Innocent A quick round-up of posts, links, tweets (oh yes) and information, before heading up to Leeds this morning.

– First up, SSE Chair Charlotte Young has been awarded the Queen's Award for Enterprise Promotion for 2009. Charlotte has been involved in SSE since its inception, helping design the original make-up of the programme that has lasted till this day. Congratulations from all here.

– And, to further get the SSE news out the way, SSE is the lead partner in a social entrepreneurship consortium that has been awarded £500k from the Department of Communities and Local Government's Empowerment Fund over the next three years. Other partners involved in the delivery are CAN, Changemakers, Training for Life and UnLtd, with Ashoka UK as advisory partner. All power to the network mindset…and congratulations also to Social Firms, Bassac, Operation Black Vote, Urban Forum and the Young Foundation

– The social enterprise summit announced at Voice 09, between Peter Mandelson (of DBERR) and Liam Byrne (of Cabinet Office) and assorted social enterprise luminaries, is happening on May 12th, with four regional roadshows beforehand for people/organisations to feed into; here's to concrete outcomes!

– Other aspects of the OTS Recession Action Plan are coming to fruition also; the Modernisation Fund website is now up and running for interested orgs (in partnership / merger / collaboration): check it out here

– Third Sector reports on the ongoing divide between Liam Black and Jonathan Bland / Social Enterprise Coalition.

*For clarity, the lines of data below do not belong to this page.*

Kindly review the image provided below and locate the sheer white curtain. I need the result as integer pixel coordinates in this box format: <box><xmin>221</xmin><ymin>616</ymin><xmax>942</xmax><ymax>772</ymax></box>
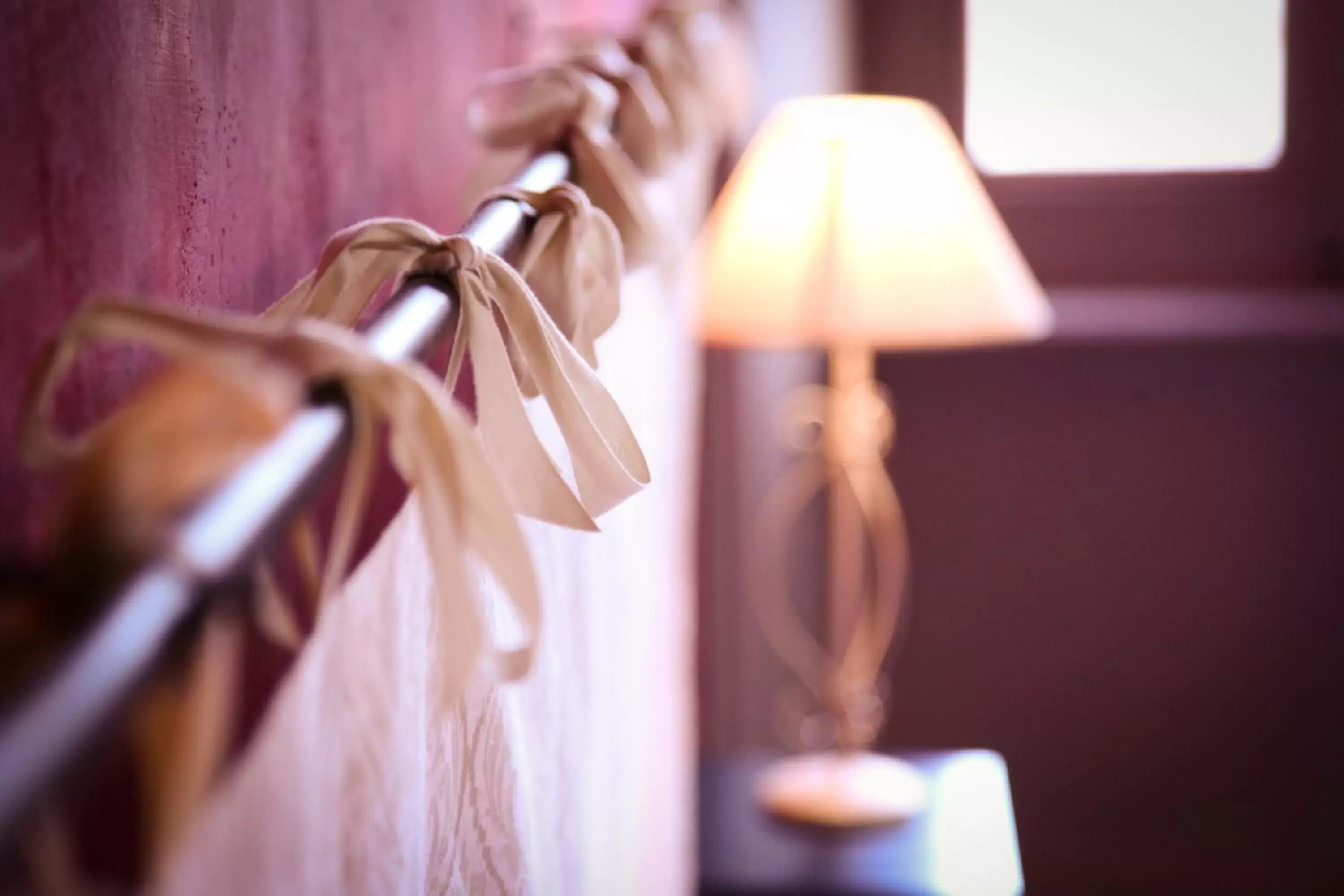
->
<box><xmin>159</xmin><ymin>153</ymin><xmax>710</xmax><ymax>895</ymax></box>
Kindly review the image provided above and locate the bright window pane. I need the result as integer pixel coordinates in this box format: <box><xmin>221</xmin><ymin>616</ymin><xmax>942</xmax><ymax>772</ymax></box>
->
<box><xmin>966</xmin><ymin>0</ymin><xmax>1285</xmax><ymax>175</ymax></box>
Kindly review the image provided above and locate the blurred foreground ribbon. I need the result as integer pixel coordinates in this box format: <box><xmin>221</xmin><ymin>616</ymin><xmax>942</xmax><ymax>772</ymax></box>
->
<box><xmin>626</xmin><ymin>0</ymin><xmax>751</xmax><ymax>149</ymax></box>
<box><xmin>24</xmin><ymin>301</ymin><xmax>540</xmax><ymax>876</ymax></box>
<box><xmin>267</xmin><ymin>213</ymin><xmax>649</xmax><ymax>530</ymax></box>
<box><xmin>482</xmin><ymin>184</ymin><xmax>622</xmax><ymax>398</ymax></box>
<box><xmin>556</xmin><ymin>34</ymin><xmax>679</xmax><ymax>176</ymax></box>
<box><xmin>466</xmin><ymin>65</ymin><xmax>664</xmax><ymax>269</ymax></box>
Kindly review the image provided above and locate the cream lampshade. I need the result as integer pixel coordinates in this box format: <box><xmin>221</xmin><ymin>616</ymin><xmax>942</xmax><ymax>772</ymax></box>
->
<box><xmin>703</xmin><ymin>97</ymin><xmax>1051</xmax><ymax>349</ymax></box>
<box><xmin>702</xmin><ymin>97</ymin><xmax>1052</xmax><ymax>825</ymax></box>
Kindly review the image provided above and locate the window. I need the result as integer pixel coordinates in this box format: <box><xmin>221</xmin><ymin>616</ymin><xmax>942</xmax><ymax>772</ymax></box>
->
<box><xmin>855</xmin><ymin>0</ymin><xmax>1344</xmax><ymax>286</ymax></box>
<box><xmin>965</xmin><ymin>0</ymin><xmax>1286</xmax><ymax>175</ymax></box>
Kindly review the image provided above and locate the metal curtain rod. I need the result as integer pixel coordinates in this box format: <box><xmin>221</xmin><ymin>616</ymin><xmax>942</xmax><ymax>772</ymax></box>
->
<box><xmin>0</xmin><ymin>151</ymin><xmax>570</xmax><ymax>838</ymax></box>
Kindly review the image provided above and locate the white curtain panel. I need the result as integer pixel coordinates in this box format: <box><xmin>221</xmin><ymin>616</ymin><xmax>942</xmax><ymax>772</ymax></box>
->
<box><xmin>159</xmin><ymin>153</ymin><xmax>710</xmax><ymax>896</ymax></box>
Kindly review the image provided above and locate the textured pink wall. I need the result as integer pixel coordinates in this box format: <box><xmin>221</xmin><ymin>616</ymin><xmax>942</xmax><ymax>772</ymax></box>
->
<box><xmin>0</xmin><ymin>0</ymin><xmax>644</xmax><ymax>544</ymax></box>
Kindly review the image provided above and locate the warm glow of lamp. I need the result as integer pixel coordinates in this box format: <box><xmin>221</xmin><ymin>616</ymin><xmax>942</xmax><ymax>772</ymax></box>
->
<box><xmin>703</xmin><ymin>97</ymin><xmax>1052</xmax><ymax>826</ymax></box>
<box><xmin>703</xmin><ymin>97</ymin><xmax>1051</xmax><ymax>348</ymax></box>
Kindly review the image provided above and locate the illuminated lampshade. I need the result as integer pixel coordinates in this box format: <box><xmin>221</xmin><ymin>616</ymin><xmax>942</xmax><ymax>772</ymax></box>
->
<box><xmin>703</xmin><ymin>97</ymin><xmax>1051</xmax><ymax>349</ymax></box>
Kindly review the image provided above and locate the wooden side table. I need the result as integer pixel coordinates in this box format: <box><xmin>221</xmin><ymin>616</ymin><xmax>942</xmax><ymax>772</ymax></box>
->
<box><xmin>699</xmin><ymin>750</ymin><xmax>1023</xmax><ymax>896</ymax></box>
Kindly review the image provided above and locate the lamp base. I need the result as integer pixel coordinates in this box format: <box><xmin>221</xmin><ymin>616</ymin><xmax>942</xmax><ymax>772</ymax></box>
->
<box><xmin>755</xmin><ymin>751</ymin><xmax>929</xmax><ymax>827</ymax></box>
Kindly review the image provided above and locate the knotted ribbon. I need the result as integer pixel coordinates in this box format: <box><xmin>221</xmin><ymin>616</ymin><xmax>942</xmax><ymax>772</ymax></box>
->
<box><xmin>484</xmin><ymin>183</ymin><xmax>622</xmax><ymax>398</ymax></box>
<box><xmin>267</xmin><ymin>215</ymin><xmax>649</xmax><ymax>530</ymax></box>
<box><xmin>559</xmin><ymin>32</ymin><xmax>677</xmax><ymax>176</ymax></box>
<box><xmin>24</xmin><ymin>301</ymin><xmax>540</xmax><ymax>857</ymax></box>
<box><xmin>466</xmin><ymin>65</ymin><xmax>663</xmax><ymax>269</ymax></box>
<box><xmin>626</xmin><ymin>0</ymin><xmax>750</xmax><ymax>149</ymax></box>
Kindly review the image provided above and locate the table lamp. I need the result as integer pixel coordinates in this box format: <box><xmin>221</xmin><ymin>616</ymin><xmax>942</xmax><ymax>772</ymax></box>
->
<box><xmin>702</xmin><ymin>95</ymin><xmax>1052</xmax><ymax>826</ymax></box>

Interesting article and interesting quotes from other commentators also, which summarise many of the debates in this field in microcosm; SSE naturally sits on the, to quote Matthew Thomson, "social enterprise is a state of mind, not a legal form" side of things, but welcome the (public) debate

– Business Week agrees with Liam, anyway; it's selected some leading US social entrepreneurs, and every one of them has a for-profit structure….some great organisations here, regardless of your viewpoint

– I met Margaret Moran MP yesterday, who chairs the All Party Parliamentary Group on social enterprise, and we discussed the need for diversity in the movement; see this article in the Times, Race to diversify social enterprise, for more

– Some good conversations about scale and replication been happening on a couple of US blogs. Nat Whittemore has an excellent round-up: Scale vs. Diffusion redux

What return do philanthropists look for in a recession

– Nice interview with social enterprise ambassador Tim Campbell in the FT

– It had to happen….Twitter goes mainstream: should your non-profit jump on board? (though there is something a little stalkerish still about "x is now following you" appearing in your inbox….)

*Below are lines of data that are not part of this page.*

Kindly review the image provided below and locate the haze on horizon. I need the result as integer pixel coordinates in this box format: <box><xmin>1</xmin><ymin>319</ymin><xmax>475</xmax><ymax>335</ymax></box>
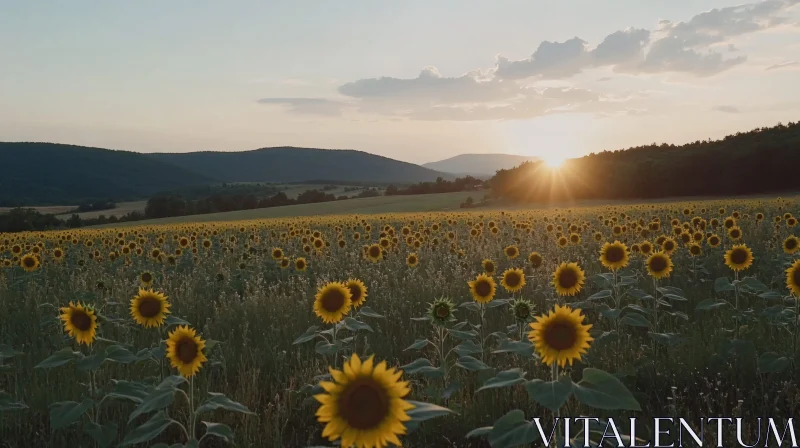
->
<box><xmin>0</xmin><ymin>0</ymin><xmax>800</xmax><ymax>163</ymax></box>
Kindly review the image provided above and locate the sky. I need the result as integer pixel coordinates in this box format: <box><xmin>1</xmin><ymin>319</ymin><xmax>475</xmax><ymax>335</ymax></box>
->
<box><xmin>0</xmin><ymin>0</ymin><xmax>800</xmax><ymax>163</ymax></box>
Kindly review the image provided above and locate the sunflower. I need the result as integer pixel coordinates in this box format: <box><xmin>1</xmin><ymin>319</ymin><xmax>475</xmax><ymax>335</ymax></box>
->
<box><xmin>600</xmin><ymin>241</ymin><xmax>628</xmax><ymax>271</ymax></box>
<box><xmin>131</xmin><ymin>288</ymin><xmax>170</xmax><ymax>328</ymax></box>
<box><xmin>647</xmin><ymin>252</ymin><xmax>672</xmax><ymax>279</ymax></box>
<box><xmin>314</xmin><ymin>353</ymin><xmax>414</xmax><ymax>448</ymax></box>
<box><xmin>59</xmin><ymin>302</ymin><xmax>97</xmax><ymax>345</ymax></box>
<box><xmin>314</xmin><ymin>282</ymin><xmax>353</xmax><ymax>324</ymax></box>
<box><xmin>428</xmin><ymin>297</ymin><xmax>456</xmax><ymax>325</ymax></box>
<box><xmin>344</xmin><ymin>278</ymin><xmax>367</xmax><ymax>308</ymax></box>
<box><xmin>139</xmin><ymin>271</ymin><xmax>153</xmax><ymax>286</ymax></box>
<box><xmin>725</xmin><ymin>244</ymin><xmax>753</xmax><ymax>271</ymax></box>
<box><xmin>167</xmin><ymin>325</ymin><xmax>208</xmax><ymax>378</ymax></box>
<box><xmin>481</xmin><ymin>258</ymin><xmax>496</xmax><ymax>275</ymax></box>
<box><xmin>19</xmin><ymin>254</ymin><xmax>40</xmax><ymax>272</ymax></box>
<box><xmin>511</xmin><ymin>299</ymin><xmax>533</xmax><ymax>322</ymax></box>
<box><xmin>786</xmin><ymin>260</ymin><xmax>800</xmax><ymax>300</ymax></box>
<box><xmin>503</xmin><ymin>244</ymin><xmax>519</xmax><ymax>260</ymax></box>
<box><xmin>528</xmin><ymin>252</ymin><xmax>544</xmax><ymax>269</ymax></box>
<box><xmin>783</xmin><ymin>235</ymin><xmax>800</xmax><ymax>255</ymax></box>
<box><xmin>500</xmin><ymin>268</ymin><xmax>525</xmax><ymax>293</ymax></box>
<box><xmin>528</xmin><ymin>305</ymin><xmax>594</xmax><ymax>367</ymax></box>
<box><xmin>553</xmin><ymin>263</ymin><xmax>586</xmax><ymax>296</ymax></box>
<box><xmin>467</xmin><ymin>274</ymin><xmax>497</xmax><ymax>303</ymax></box>
<box><xmin>367</xmin><ymin>244</ymin><xmax>383</xmax><ymax>263</ymax></box>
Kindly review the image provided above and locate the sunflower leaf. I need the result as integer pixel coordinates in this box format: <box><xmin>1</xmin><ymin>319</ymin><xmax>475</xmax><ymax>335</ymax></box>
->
<box><xmin>120</xmin><ymin>411</ymin><xmax>175</xmax><ymax>446</ymax></box>
<box><xmin>573</xmin><ymin>367</ymin><xmax>641</xmax><ymax>411</ymax></box>
<box><xmin>197</xmin><ymin>392</ymin><xmax>255</xmax><ymax>415</ymax></box>
<box><xmin>50</xmin><ymin>398</ymin><xmax>94</xmax><ymax>431</ymax></box>
<box><xmin>35</xmin><ymin>347</ymin><xmax>80</xmax><ymax>369</ymax></box>
<box><xmin>475</xmin><ymin>368</ymin><xmax>525</xmax><ymax>392</ymax></box>
<box><xmin>525</xmin><ymin>376</ymin><xmax>573</xmax><ymax>411</ymax></box>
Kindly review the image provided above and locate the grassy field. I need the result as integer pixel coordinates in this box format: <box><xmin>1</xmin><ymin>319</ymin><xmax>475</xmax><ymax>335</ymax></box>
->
<box><xmin>0</xmin><ymin>193</ymin><xmax>800</xmax><ymax>448</ymax></box>
<box><xmin>98</xmin><ymin>191</ymin><xmax>484</xmax><ymax>227</ymax></box>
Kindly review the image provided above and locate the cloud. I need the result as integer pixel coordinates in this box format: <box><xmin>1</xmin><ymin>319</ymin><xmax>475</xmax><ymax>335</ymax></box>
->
<box><xmin>711</xmin><ymin>106</ymin><xmax>739</xmax><ymax>114</ymax></box>
<box><xmin>258</xmin><ymin>98</ymin><xmax>346</xmax><ymax>116</ymax></box>
<box><xmin>765</xmin><ymin>61</ymin><xmax>800</xmax><ymax>70</ymax></box>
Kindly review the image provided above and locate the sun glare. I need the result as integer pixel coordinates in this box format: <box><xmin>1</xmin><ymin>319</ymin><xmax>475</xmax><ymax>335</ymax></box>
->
<box><xmin>542</xmin><ymin>154</ymin><xmax>567</xmax><ymax>169</ymax></box>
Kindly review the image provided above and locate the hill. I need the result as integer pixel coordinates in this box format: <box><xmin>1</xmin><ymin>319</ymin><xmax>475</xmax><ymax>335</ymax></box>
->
<box><xmin>149</xmin><ymin>147</ymin><xmax>450</xmax><ymax>183</ymax></box>
<box><xmin>422</xmin><ymin>154</ymin><xmax>539</xmax><ymax>177</ymax></box>
<box><xmin>0</xmin><ymin>142</ymin><xmax>213</xmax><ymax>206</ymax></box>
<box><xmin>489</xmin><ymin>122</ymin><xmax>800</xmax><ymax>202</ymax></box>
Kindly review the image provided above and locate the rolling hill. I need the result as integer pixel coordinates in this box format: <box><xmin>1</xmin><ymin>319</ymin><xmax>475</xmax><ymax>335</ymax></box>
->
<box><xmin>422</xmin><ymin>154</ymin><xmax>539</xmax><ymax>177</ymax></box>
<box><xmin>0</xmin><ymin>142</ymin><xmax>213</xmax><ymax>205</ymax></box>
<box><xmin>149</xmin><ymin>147</ymin><xmax>450</xmax><ymax>183</ymax></box>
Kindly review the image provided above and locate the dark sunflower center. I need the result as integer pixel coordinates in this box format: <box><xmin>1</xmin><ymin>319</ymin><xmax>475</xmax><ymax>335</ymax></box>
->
<box><xmin>322</xmin><ymin>289</ymin><xmax>345</xmax><ymax>313</ymax></box>
<box><xmin>475</xmin><ymin>280</ymin><xmax>492</xmax><ymax>297</ymax></box>
<box><xmin>69</xmin><ymin>311</ymin><xmax>92</xmax><ymax>331</ymax></box>
<box><xmin>175</xmin><ymin>337</ymin><xmax>198</xmax><ymax>364</ymax></box>
<box><xmin>606</xmin><ymin>246</ymin><xmax>625</xmax><ymax>263</ymax></box>
<box><xmin>506</xmin><ymin>272</ymin><xmax>522</xmax><ymax>288</ymax></box>
<box><xmin>139</xmin><ymin>297</ymin><xmax>161</xmax><ymax>319</ymax></box>
<box><xmin>647</xmin><ymin>257</ymin><xmax>667</xmax><ymax>272</ymax></box>
<box><xmin>731</xmin><ymin>249</ymin><xmax>747</xmax><ymax>264</ymax></box>
<box><xmin>558</xmin><ymin>268</ymin><xmax>578</xmax><ymax>288</ymax></box>
<box><xmin>544</xmin><ymin>321</ymin><xmax>578</xmax><ymax>351</ymax></box>
<box><xmin>339</xmin><ymin>378</ymin><xmax>389</xmax><ymax>430</ymax></box>
<box><xmin>350</xmin><ymin>286</ymin><xmax>361</xmax><ymax>302</ymax></box>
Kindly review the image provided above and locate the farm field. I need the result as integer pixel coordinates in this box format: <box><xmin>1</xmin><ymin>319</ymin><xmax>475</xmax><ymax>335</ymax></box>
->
<box><xmin>0</xmin><ymin>192</ymin><xmax>800</xmax><ymax>448</ymax></box>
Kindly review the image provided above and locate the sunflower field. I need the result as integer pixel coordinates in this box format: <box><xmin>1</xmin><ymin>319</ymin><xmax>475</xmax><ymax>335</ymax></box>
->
<box><xmin>0</xmin><ymin>197</ymin><xmax>800</xmax><ymax>448</ymax></box>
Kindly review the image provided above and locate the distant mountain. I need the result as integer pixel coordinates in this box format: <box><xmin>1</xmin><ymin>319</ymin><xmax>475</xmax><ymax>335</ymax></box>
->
<box><xmin>0</xmin><ymin>142</ymin><xmax>213</xmax><ymax>206</ymax></box>
<box><xmin>148</xmin><ymin>147</ymin><xmax>451</xmax><ymax>183</ymax></box>
<box><xmin>422</xmin><ymin>154</ymin><xmax>539</xmax><ymax>176</ymax></box>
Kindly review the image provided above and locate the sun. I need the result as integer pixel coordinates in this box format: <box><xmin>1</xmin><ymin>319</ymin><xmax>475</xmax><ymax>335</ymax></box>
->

– The financial crisis is killing philanthropy in Ireland, apparently….with some notable exceptions

– Great post on the inequalities of internship by Jamie Veitch at New Start

– And finally, along the line of stories that say "ethical businesses sell out to scale up" (cf Body Shop, Green & Blacks, Ben & Jerrys), Innocent smoothies have sold a stake to Coca-Cola; read the founders' letter here; it was interesting to read on Rob Greenland's blog that one of them had recently said that, as Rob reports, "they're more innocent-like than they've ever been –
because they now have to work hard at making the values mean something.
 When they were small, it just happened.  Now they have to work at it."
Which is an excellent point, I think; presumably that working hard just got a whole lot harder as well (check the 348 comments to date on this post). Although their transparency / response is still impressive (see Innocent Investment video Q + A).